Figure 4 Two-dimensional linearity-clustering phase diagram of models. Tags in the figure denote the various models as described in Table 1. The coordinates show the reciprocals of residual of a line fitting and gathering degree of scatter points of one model in 3D space repetitively. The color of point reflects the overall confidence level. (A) Distribution of the 13 gene signature models in linearity-clustering phase diagram. (B) Distribution of the combination models in linearity-clustering phase diagram.

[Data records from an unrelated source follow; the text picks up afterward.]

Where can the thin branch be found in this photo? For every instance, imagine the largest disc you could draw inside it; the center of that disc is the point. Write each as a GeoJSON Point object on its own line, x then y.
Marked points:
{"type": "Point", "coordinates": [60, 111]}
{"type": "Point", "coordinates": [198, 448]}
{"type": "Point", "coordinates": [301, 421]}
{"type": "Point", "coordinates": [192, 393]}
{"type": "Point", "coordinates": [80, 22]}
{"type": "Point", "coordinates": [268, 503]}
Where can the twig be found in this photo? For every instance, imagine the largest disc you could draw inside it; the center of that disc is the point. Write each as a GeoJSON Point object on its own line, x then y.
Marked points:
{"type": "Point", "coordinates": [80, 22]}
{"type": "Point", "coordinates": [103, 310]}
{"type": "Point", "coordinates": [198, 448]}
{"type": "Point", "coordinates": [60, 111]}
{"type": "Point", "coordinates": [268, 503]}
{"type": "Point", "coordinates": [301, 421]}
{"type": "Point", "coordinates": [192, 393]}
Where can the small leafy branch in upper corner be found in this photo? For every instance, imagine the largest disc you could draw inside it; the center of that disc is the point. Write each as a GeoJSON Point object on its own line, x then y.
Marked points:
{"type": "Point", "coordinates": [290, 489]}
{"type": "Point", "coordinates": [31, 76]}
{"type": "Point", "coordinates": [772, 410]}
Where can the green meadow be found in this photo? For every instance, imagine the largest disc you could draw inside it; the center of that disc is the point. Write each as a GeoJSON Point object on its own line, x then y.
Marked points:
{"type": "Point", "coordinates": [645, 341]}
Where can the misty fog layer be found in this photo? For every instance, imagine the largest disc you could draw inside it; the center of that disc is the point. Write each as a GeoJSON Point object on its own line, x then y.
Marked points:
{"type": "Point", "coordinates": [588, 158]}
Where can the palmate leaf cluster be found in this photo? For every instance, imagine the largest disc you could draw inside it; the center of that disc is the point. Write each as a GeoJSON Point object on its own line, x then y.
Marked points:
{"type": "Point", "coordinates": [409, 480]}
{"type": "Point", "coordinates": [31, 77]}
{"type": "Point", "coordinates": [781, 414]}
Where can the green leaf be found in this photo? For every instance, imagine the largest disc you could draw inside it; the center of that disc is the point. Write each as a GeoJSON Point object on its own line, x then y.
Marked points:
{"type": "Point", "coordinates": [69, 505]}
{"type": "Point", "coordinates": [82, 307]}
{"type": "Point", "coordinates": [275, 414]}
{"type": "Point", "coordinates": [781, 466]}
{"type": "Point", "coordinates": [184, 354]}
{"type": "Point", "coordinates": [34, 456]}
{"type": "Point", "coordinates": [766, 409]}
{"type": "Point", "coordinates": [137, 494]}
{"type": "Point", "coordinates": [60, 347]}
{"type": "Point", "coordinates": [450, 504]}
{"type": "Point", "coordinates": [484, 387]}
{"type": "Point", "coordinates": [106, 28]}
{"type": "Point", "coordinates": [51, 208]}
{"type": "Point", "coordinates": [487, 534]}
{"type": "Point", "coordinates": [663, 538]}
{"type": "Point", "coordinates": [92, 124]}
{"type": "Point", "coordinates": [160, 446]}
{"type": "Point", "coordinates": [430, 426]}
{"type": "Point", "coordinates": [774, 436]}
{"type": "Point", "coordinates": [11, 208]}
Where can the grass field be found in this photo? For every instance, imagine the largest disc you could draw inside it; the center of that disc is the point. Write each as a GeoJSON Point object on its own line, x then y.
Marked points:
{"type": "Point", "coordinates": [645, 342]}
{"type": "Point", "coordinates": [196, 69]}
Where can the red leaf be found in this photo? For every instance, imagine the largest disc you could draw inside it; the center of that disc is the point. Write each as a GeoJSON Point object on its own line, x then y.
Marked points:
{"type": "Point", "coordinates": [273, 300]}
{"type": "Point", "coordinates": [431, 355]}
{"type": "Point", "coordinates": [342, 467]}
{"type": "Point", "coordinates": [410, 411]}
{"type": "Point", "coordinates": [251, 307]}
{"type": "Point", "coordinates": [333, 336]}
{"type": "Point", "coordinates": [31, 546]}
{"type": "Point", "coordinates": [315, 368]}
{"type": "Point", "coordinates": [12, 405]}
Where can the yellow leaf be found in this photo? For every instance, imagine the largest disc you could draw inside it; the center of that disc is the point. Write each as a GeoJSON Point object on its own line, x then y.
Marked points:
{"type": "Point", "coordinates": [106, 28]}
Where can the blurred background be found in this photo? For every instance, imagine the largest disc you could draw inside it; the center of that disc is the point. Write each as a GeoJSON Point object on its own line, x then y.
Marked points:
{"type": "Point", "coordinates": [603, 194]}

Validation Results From Geometric Methods by Clustering Each Single Indicator

These four indicators (HR, AUC, C-index, and p-value) were individually clustered by unsupervised hierarchical clustering in R software using the package “pheatmap” (Figures 5A–D). As shown in Figure 5, the different indicators always clustered into two groups—those that performed well or did not. Surprisingly, we always found three models, namely, Willis, TCGA, and Riester, included in the well-performing groups, irrespective of the indicators (Figure 5E).

FIGURE 5

Figure 5 Three indicators clustered across 16 different datasets: (A) HR, (B) C-index, (C) AUC of 5 years. (D) Log-rank p-value of the 13 models clustered in 16 different datasets. (E) The overlapping of the four indicators.

Gene Ontology Enrichment

The pathway of genes in the novel WRT combination model was analyzed for GO enrichment (Figures 6A, B, C), and results showed that the risky genes were mainly involved in viral transcription and viral gene expression and were associated with viral infection.

FIGURE 6

Figure 6 GO enrichment of WRT model. (A) Risky and protective gene enrichment in biological processes. (B) Cellular component and (C) molecular function.

Discussion

In this study, we evaluated 13 gene signature models from 16 datasets between 2005 and 2017. Although each prognostic model was derived from Cox regression method, some models were computed through a single dataset, while others were obtained through meta-analysis of integrated datasets. Meta-analysis has the advantage of stably merging many studies—for example, the studies by Riester et al. (2014) and Willis et al. (2016) employed meta-analysis to obtain prognostic gene signature. Although the quality of research from different regions and laboratories are very different, some studies have found that there was no significant difference in the study of genetic biomarkers between different regions (Tian et al., 2017). Importantly, some high-throughput experiments also derived good gene signatures by high-quality datasets and advanced algorithms. For example, the studies by Yoshihara et al. (2012) and Yang et al. (2016) relied on high-quality data to obtain good gene signatures. Moreover, we found that more accurate gene signature and stability results were mainly obtained from larger sample size and advanced algorithm application to some degree (Table 1 and Figure 5). In 2014, Waldron et al. and Riester et al. extensively evaluated various gene signature models from previous publications for predicting outcome of patients with OvCa. In 2016, Willis et al. and Yang et al. proposed two new gene signature models for predicting prognosis of OvCa by different methods. Noticeably, there is little intersection between the two gene signatures (Figure 2A). Willis et al. employed meta-analysis and then verified the results in many datasets, while Yang et al. only used the TCGA dataset to train a gene signature model by elastic regulation network. From the results of clustering all gene signatures, there were five models that showed good universality. Generally, the accuracy of predictor estimation for cancer is effected by numerous practical factors, such as methodological heterogeneity, clinical heterogeneity, small sample sizes, batch effects, and lack of independent dataset for validation (Simon, 2005; Baggerly et al., 2008; Dobbin et al., 2008; Sabatier et al., 2009; Koscielny, 2010; Leek et al., 2010; Medicine, 2012). This prompted us to investigate 13 gene signature models across large gene expression datasets.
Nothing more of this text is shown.